Para este retorno, temos à disposição nossa melhor e nossa pior parte. Temos a oportunidade de, novamente, escolher as armas do jogo. Mas, infelizmente, temos observado que os comportamentos predatórios, provocados por nossa pior parte, têm prevalecido e têm sido usados com muita força por clientes e agências.

Observamos as áreas de compras dos clientes pressionando cada vez mais por preços impraticáveis e longos prazos de pagamento. Clientes sem a mínima empatia pela indústria de eventos, que ainda sofre os efeitos da crise. Percebemos também empresários e agências endividadas aceitando qualquer condição para voltar ao jogo, assim como processos de concorrência sendo depreciados pelas próprias agências.

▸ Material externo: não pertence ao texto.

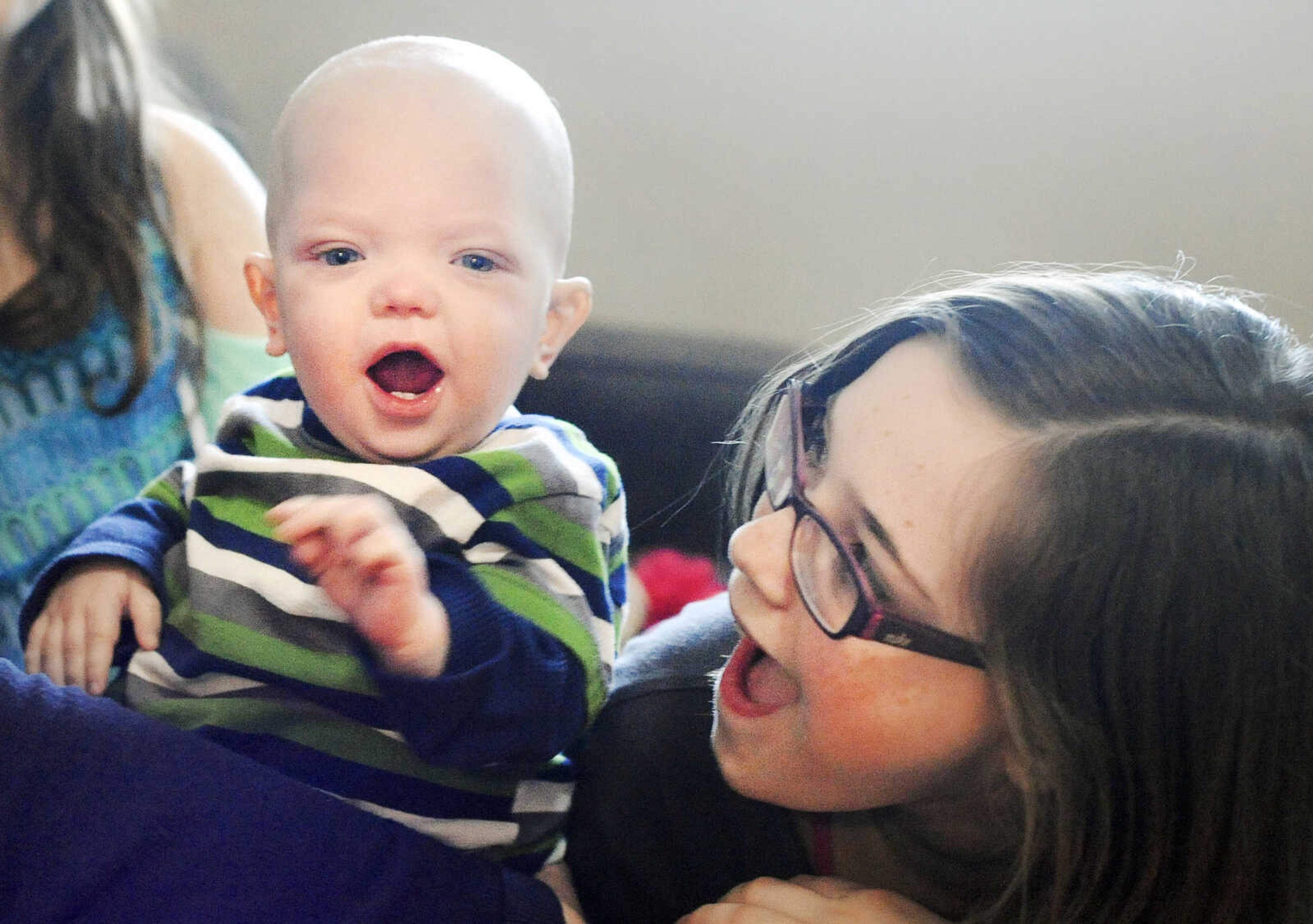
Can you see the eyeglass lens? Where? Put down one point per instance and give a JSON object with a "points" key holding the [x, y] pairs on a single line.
{"points": [[822, 574]]}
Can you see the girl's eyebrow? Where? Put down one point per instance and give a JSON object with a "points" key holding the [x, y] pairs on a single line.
{"points": [[878, 529]]}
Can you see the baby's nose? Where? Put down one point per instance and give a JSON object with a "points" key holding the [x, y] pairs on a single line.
{"points": [[405, 292]]}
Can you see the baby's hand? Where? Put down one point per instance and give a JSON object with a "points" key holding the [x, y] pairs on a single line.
{"points": [[73, 641], [366, 559]]}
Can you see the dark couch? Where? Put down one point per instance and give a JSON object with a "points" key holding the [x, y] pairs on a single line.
{"points": [[660, 405]]}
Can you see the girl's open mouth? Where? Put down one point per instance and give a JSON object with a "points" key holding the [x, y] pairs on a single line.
{"points": [[753, 684], [406, 374]]}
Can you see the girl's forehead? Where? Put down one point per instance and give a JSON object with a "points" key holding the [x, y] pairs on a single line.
{"points": [[916, 448]]}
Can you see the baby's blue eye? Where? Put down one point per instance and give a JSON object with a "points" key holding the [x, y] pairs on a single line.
{"points": [[478, 263], [341, 256]]}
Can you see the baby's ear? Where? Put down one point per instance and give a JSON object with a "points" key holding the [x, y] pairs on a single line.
{"points": [[259, 276], [572, 301]]}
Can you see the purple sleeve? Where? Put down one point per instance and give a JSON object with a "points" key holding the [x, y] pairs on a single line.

No espírito de sobreviver, estamos encarando nossos concorrentes como inimigos – prontos para a “olimpíada do mata-mata”. Não conseguimos entender que, quando eliminamos e perdemos nossos pares, perdemos nossa comunidade, também como seres humanos, e consequentemente como empresas, ficamos mais isolados e frágeis. É preciso combater a desigualdade e não o nosso adversário ou concorrente.

Pelo que parece, voltaremos a agir no velho modus operandi, em que o que importa é sobreviver, e não construir negócios saudáveis para as pessoas e empresas. Observamos que, mesmo com a consciência adquirida no caos, optamos por permanecer doentes, continuando a dizer sim para o que não acreditamos, e não para o que de fato gostaríamos que acontecesse. Optamos por continuar correndo atrás do rabo.

Isso explica o fato de sofrermos esta grande epidemia de ansiedade e depressão. Já éramos os campeões mundiais de consumo de antidepressivos, ansiolíticos e remédios para dormir; agora, estamos perdendo de vez a imagem de um povo alegre, feliz e guerreiro.

O fato é: por que agimos de determinada maneira contra os valores que acreditamos? Como seres humanos, somos capazes de atos tão magníficos e transformadores, mas também de tantas atrocidades contra o nosso próprio mercado. Como garantir que as escolhas estejam alinhadas com nossas crenças?

A neurociência alerta que agimos assim, de forma a sabotar nossas vontades, não por sermos fracos ou impotentes, mas por nos sentirmos desta forma. É o nosso sentimento de fraqueza que impede a transformação. E isso acontece porque vivemos em bolhas limitadas e viciadas. Nelas, somos lembrados constantemente do “nosso pior”.

Por sorte, a neurociência também nos mostra que podemos melhorar isso, nos cercando de diferentes pessoas. Quando nos abrimos para a diversidade, ampliamos as possibilidades de ouvir e perceber diferentes visões sobre nossas potências. Assim, damos chance para que o “nosso melhor” também apareça.

Existem algumas transformações que talvez sejam inatingíveis, mas muitas vezes uma mudança parcial pode representar a solução. Quando falamos de mudança, é preciso lembrar que 50% de nossas escolhas são baseadas em nossa essência. É um processo biológico, é o jeito que nós somos. Mas a outra metade desse processo se dá pelo aprendizado e pelo ambiente em que vivemos.

Precisamos acreditar nas mudanças que almejamos e, sempre que possível, escolher ambientes propícios às nossas crenças. Por isso, quando estiver conversando com alguém que tenha um ponto de vista completamente contrário ao seu, não tente negar tudo e colocar essa pessoa em uma bolha ignorável. Procure entender o outro lado da história, do contexto, e aproveite, pois encarar e aprender com aquilo que não sabemos é muito mais vantajoso do que reforçar aquilo que já sabemos.

Para manter-se aberto ao aprendizado, as certezas são mais prejudiciais do que as dúvidas. E é importante lembrar disso, pois desacordos acontecem a todo momento. Nem sempre o outro é o problema, nós também somos.

Ronaldo Ferreira Júnior é conselheiro da Ampro – Associação das Agências de Live Marketing, CEO da um.a #diversidadeCriativa.